In what became the final vote of her 14-year congressional career, Berkley said the measure "is a good deal for what it is. It doesn't fix our long-term economic problems but on the whole in a revenue bill it is a good one."

Berkley said her vote was tied among other things to the bill's extension of the earned income tax credit, the deduction for state and local sales taxes and the permanent patch that aims to shield middle-income filers from the alternative minimum tax.

The Senate approved the measure on a vote of 89-8 less than 24 hours earlier, and in the interim, rebellious House conservatives demanded a vote to add significant spending cuts to the measure. But in the end they retreated.

The measure split the upper ranks of the Republican leadership in the House.

Speaker John Boehner of Ohio voted in favor, while Majority Leader Eric Cantor of Virginia and California Rep. Kevin McCarthy, the party's whip, opposed the bill.

Supporters of the bill in both parties expressed regret that it was narrowly drawn, and fell far short of a sweeping plan that combined tax changes and spending cuts to reduce federal deficits.

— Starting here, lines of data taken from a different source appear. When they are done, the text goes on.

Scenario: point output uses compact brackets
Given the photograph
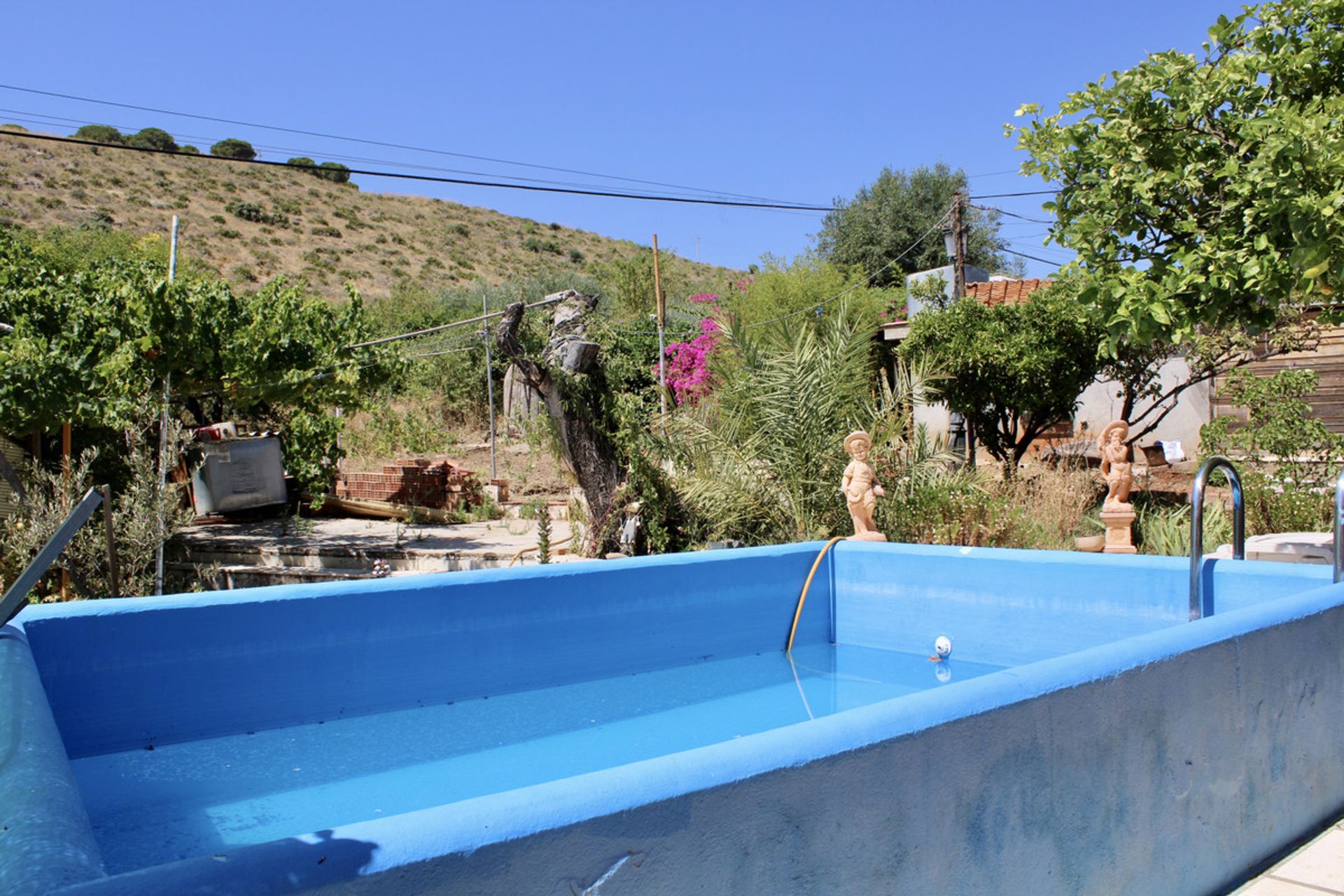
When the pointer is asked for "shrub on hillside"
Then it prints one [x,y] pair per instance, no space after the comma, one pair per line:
[233,148]
[152,139]
[334,171]
[100,133]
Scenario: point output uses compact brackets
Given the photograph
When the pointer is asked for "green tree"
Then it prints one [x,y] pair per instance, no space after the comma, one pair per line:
[762,461]
[93,342]
[874,230]
[100,133]
[1288,456]
[1205,190]
[152,139]
[1014,371]
[233,148]
[334,171]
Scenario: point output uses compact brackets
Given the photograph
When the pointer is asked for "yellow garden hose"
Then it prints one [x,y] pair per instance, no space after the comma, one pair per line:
[797,613]
[538,547]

Majority Republicans did their best to minimize the bill's tax increases, just as they abandoned their demand from earlier in the day to add spending cuts to the package.

"By making Republican tax cuts permanent, we are one step closer to comprehensive tax reform that will help strengthen our economy and create more and higher paychecks for American workers," said Rep. Dave Camp of Michigan, chairman of the tax-writing House Ways and Means Committee.

The bill also prevents an expiration of extended unemployment benefits for an estimated two million jobless, blocks a 27 percent cut in fees for doctors who treat Medicare patients, stops a $900 pay increase for lawmakers from taking effect in March and heads off a threatened spike in milk prices.

It would stop $24 billion in across-the-board spending cuts set to take effect over the next two months, although only about half of that total would be offset with savings elsewhere in the budget.

Economists have warned that without action by Congress, the tax increases and spending cuts that technically took effect with the turn of the new year at midnight could send the economy into recession.

Even with enactment of the legislation, taxes are on the rise for millions.

A 2 percentage point temporary cut in the Social Security payroll tax, originally enacted two years ago to stimulate the economy, expired with the end of 2012.

Neither Obama nor Republicans made a significant effort to extend it.

Stephens Washington Bureau Chief Steve Tetreault contributed to this story.